Mr Boyle and a team of researchers and commissioning editors visited Jocelyn Hay, chairman of the influential BBC lobbying group Voice of the Listener and Viewer, three weeks ago to present the research figures that are informing his planned changes.

Mr Boyle made the visit even though he yesterday dismissed as "the wildest of wild speculation" stories that Farming Today is to be axed, the Today programme may be extended to Sundays, and that the times of The Archers and Woman's Hour may be moved.

Ms Hay, inveterate letter writer and trenchant critic of the dropping of Peter Hobday from the Today programme and the use of Radio 4 long-wave for Test Match Special, said yesterday she was willing to give Mr Boyle the benefit of the doubt: "Any channel or institution has to be refreshed from time to time, they cannot be allowed to ossify," she said.

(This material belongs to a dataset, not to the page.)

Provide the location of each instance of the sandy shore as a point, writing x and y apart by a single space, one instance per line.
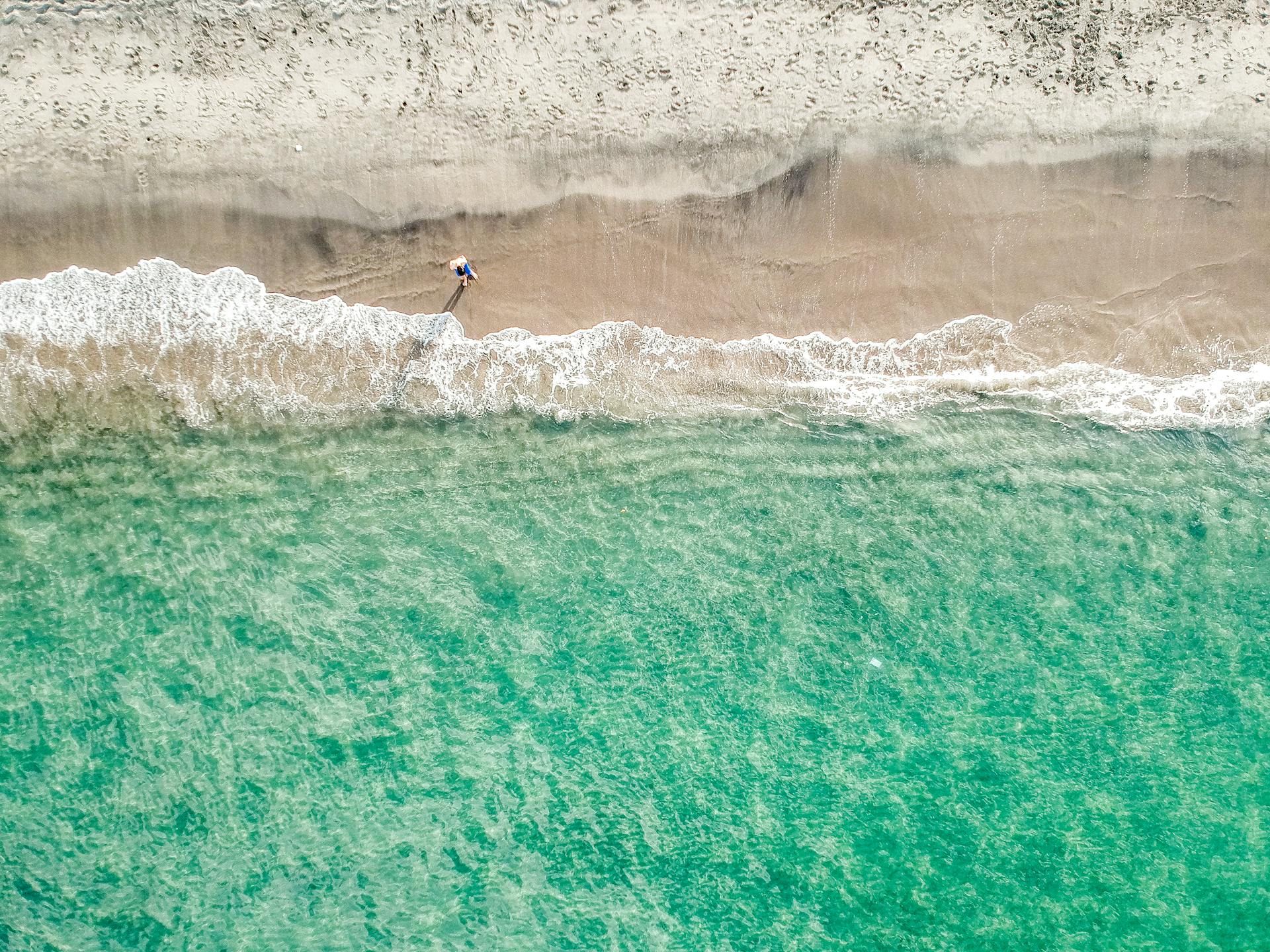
1118 257
1099 177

"We were impressed that he made the effort to come and talk to us. Mr Boyle showed us how listeners tune into the station in the mornings, lunchtime and in the evenings for the news and The Archers. He wants to manage the audience drops in between those times and strengthen the figures.

"We were very assured that he accepts Radio 4 is a unique broadcaster of high quality intelligent speech programming. And he is on the record as saying he will not slaughter any sacred cows. We have to accept that he is approaching the changes sensitively and intelligently."

Ms Hay's main concern is that the BBC might use the changes to Radio 4 as an excuse to cut the station's budget.

"I have been doing what any responsible new controller would do," said Mr Boyle yesterday. "Padding around slowly but surely talking to listeners, talking to producers and talking to lobbying groups asking if Radio 4 is the way it ought to be, are there things we ought to be doing?"

Mr Boyle appeared on the Today programme yesterday to calm the fears of listeners about wholesale changes, although he managed to deny that he had completed his final plans while assuring Archers fans that the omnibus edition would not be moving to Sunday afternoons.

"I could go through the speculation picking off the programmes one by one, but why bother."

He did hint at the rumoured extension to the Today programme, which would involve giving it a start time of 6am and running it seven days a week, when he said: "News and current affairs drives Radio 4 - it is one of the things that listeners come in for."

However, Mr Boyle appears to have bypassed the National Union of Farmers on his tour of listeners. If Today is extended, Farming Today may be axed and the NFU said its members would be "extremely angry".